Cryptodollar Minting Protocol M^0 Will Allow Institutions to Issue Stablecoins Backed by U.S. Treasuries

M^0 white paper has set rules to allow crypto institutions to mint and issue fully decentralized and fungible stablecoins backed by U.S. Treasury bills.

The team is backed by Pantera and led by stablecoin pioneers from MakerDAO and Circle.

The M^0 protocol aims to recreate the $5 trillion-$20 trillion offshore dollar market for the digital age.

M^0 (pronounced “M Zero”), a protocol that allows global institutions to mint fungible T-bills backed stablecoins, has unveiled its white paper, website and other details about the protocol.

The team, which includes heavy-hitting stablecoin pioneers from MakerDAO and Circle, emerged from stealth last year with a muscular $22.5 million seed round led by Pantera Capital.

The current trend for tokenization has seen a proliferation of blockchain-based Treasuries and other exotic items, such as yield-bearing stablecoins, being built by everyone from start-ups to Wall Street banks.

But these firms are simply creating more and more of their products shipped on-chain, said M^0 Labs CEO Luca Prosperi, who believes a centralized party should not mint stablecoins and should not continue to fractionalize liquidity. As such, M^0 takes some of the original ideas of MakerDAO, where Prosperi was a community leader, but makes that vision more institutional.
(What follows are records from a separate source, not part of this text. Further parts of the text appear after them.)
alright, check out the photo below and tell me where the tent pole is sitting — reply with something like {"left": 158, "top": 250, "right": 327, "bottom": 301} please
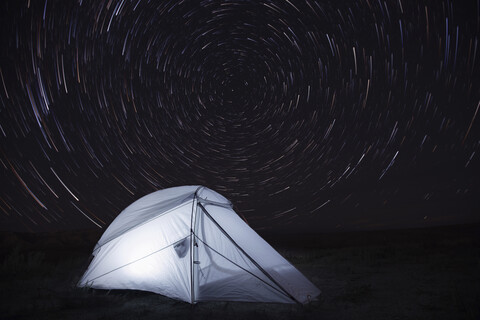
{"left": 189, "top": 192, "right": 197, "bottom": 304}
{"left": 190, "top": 186, "right": 203, "bottom": 304}
{"left": 197, "top": 203, "right": 301, "bottom": 304}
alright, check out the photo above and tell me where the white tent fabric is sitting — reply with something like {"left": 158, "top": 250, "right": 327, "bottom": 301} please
{"left": 78, "top": 186, "right": 320, "bottom": 304}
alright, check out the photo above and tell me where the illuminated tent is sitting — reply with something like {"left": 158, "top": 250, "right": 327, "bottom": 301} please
{"left": 78, "top": 186, "right": 320, "bottom": 304}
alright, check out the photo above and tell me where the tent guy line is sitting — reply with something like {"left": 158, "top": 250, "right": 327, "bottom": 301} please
{"left": 194, "top": 236, "right": 294, "bottom": 302}
{"left": 198, "top": 202, "right": 299, "bottom": 303}
{"left": 83, "top": 234, "right": 191, "bottom": 284}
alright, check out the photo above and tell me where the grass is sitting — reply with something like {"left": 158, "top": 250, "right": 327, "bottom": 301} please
{"left": 0, "top": 225, "right": 479, "bottom": 320}
{"left": 337, "top": 283, "right": 373, "bottom": 303}
{"left": 1, "top": 246, "right": 47, "bottom": 274}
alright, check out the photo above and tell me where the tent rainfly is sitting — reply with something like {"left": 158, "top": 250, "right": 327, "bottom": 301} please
{"left": 78, "top": 186, "right": 321, "bottom": 304}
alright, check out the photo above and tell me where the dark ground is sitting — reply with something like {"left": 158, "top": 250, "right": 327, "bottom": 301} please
{"left": 0, "top": 224, "right": 479, "bottom": 320}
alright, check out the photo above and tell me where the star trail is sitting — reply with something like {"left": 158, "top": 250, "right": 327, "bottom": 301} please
{"left": 0, "top": 0, "right": 478, "bottom": 232}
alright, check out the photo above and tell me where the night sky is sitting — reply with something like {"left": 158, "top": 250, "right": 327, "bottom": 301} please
{"left": 0, "top": 0, "right": 478, "bottom": 233}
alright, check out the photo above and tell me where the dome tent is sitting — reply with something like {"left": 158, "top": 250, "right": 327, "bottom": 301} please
{"left": 78, "top": 186, "right": 320, "bottom": 304}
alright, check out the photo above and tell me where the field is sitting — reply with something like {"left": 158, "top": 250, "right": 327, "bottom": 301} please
{"left": 0, "top": 224, "right": 479, "bottom": 320}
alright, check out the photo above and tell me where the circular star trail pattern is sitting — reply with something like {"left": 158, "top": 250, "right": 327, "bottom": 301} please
{"left": 0, "top": 0, "right": 479, "bottom": 232}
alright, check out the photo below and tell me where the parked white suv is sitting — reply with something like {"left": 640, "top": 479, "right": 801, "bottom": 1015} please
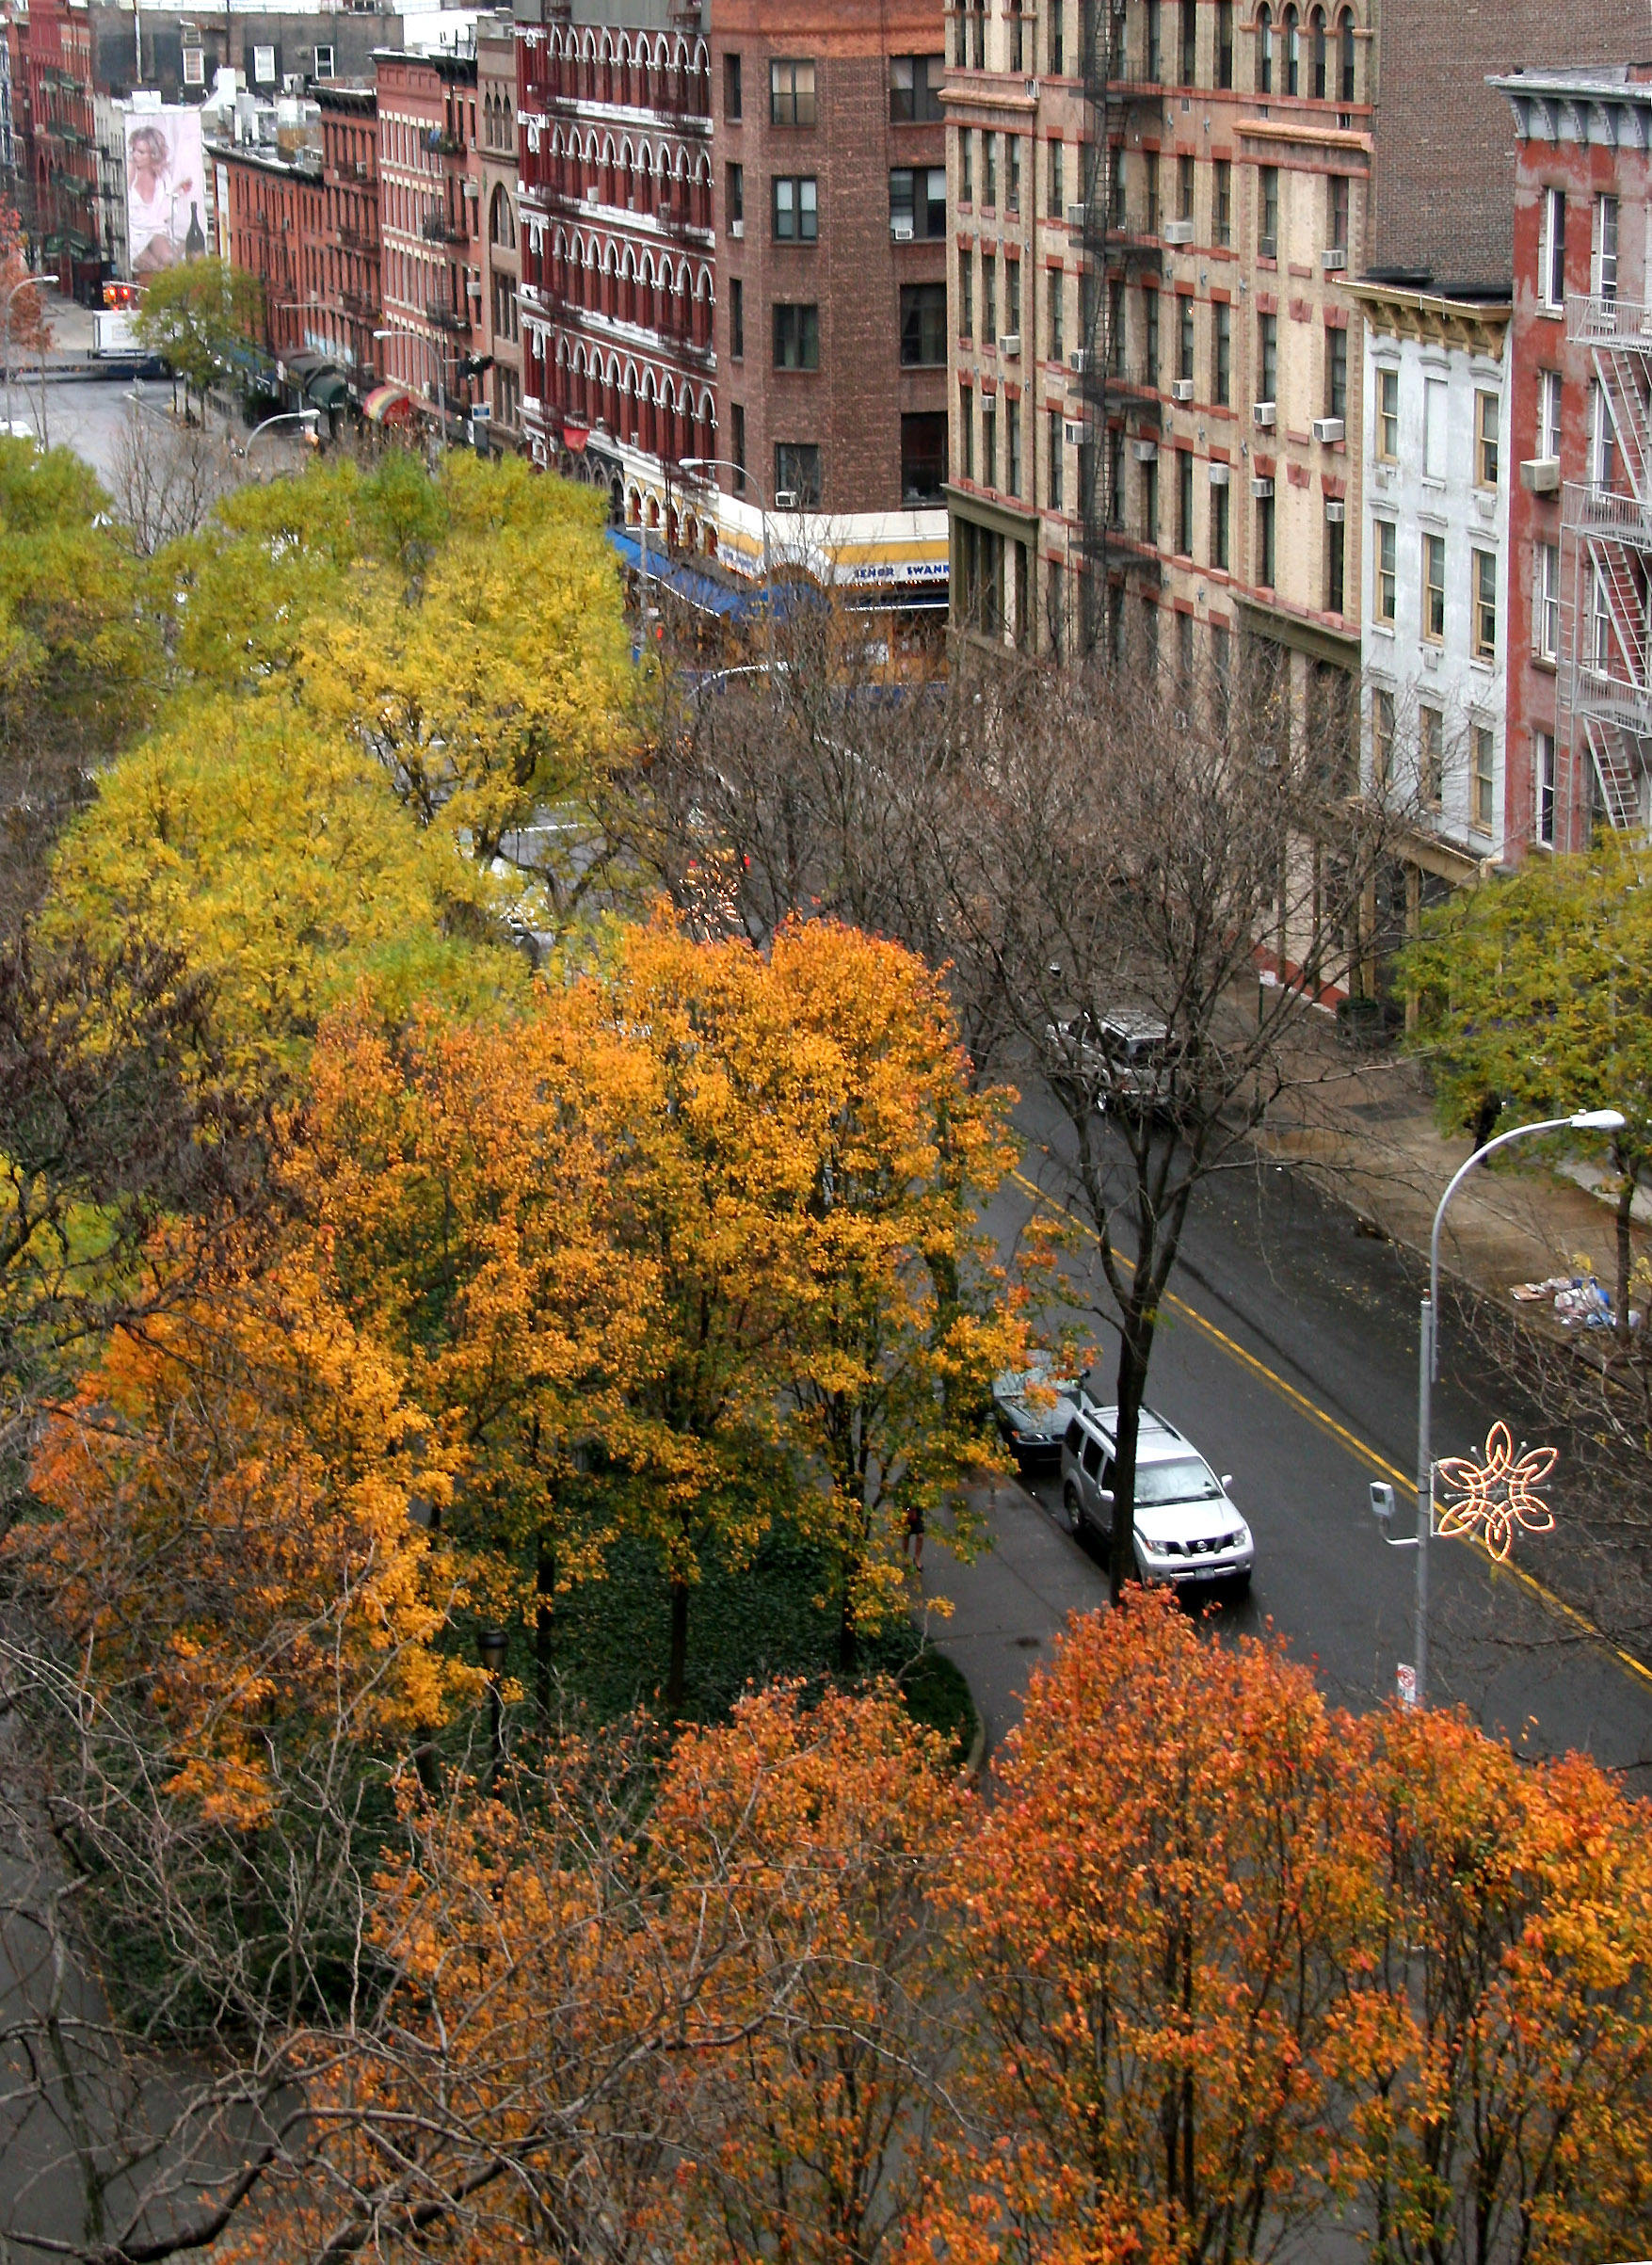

“We’re trying to recreate networks, with rules and smart contracts for people to interact and produce digital assets,” Prosperi said in an interview. “Think about the protocol as a governor of the Eurodollar system; so, a set of rules that can allow a new generation of offshore dollar players to come and interact. The protocol collects certain fees that are then distributed on-chain to various actors for their participation, but most of the upside is staying with the actors that actually interact with it.”

M^0 is targeting the $5 trillion-$20 trillion offshore dollar market, Prosperi said.

It’s “pretty ridiculous” that stablecoins are not interoperable, said M^0 Labs Chief Strategy Officer Joao Reginatto, the former VP of stablecoins at Circle.

“Some people are trying to reposition their stablecoin projects as infrastructure, but these pitches are still superficial,” Reginatto said in an interview. “You can’t call it infrastructure if you have to be married to the issuer. We think the answer is to have multi-issuance, where an issuer in its respective jurisdiction complies with the individual regime, and have them all issue fungible tokens.”

The M^0 protocol will go live in Q2 2024. The expected initial user base includes crypto-friendly institutions, funds invested in decentralized finance (DeFi), and market makers. The future, however, is for protocols to become the back-end of financial technology companies, Prosperi said.

“Our dream users are not banks; our infrastructure is a kind of money middleware for the digital age that intends to bypass and improve part of the banking system,” he said.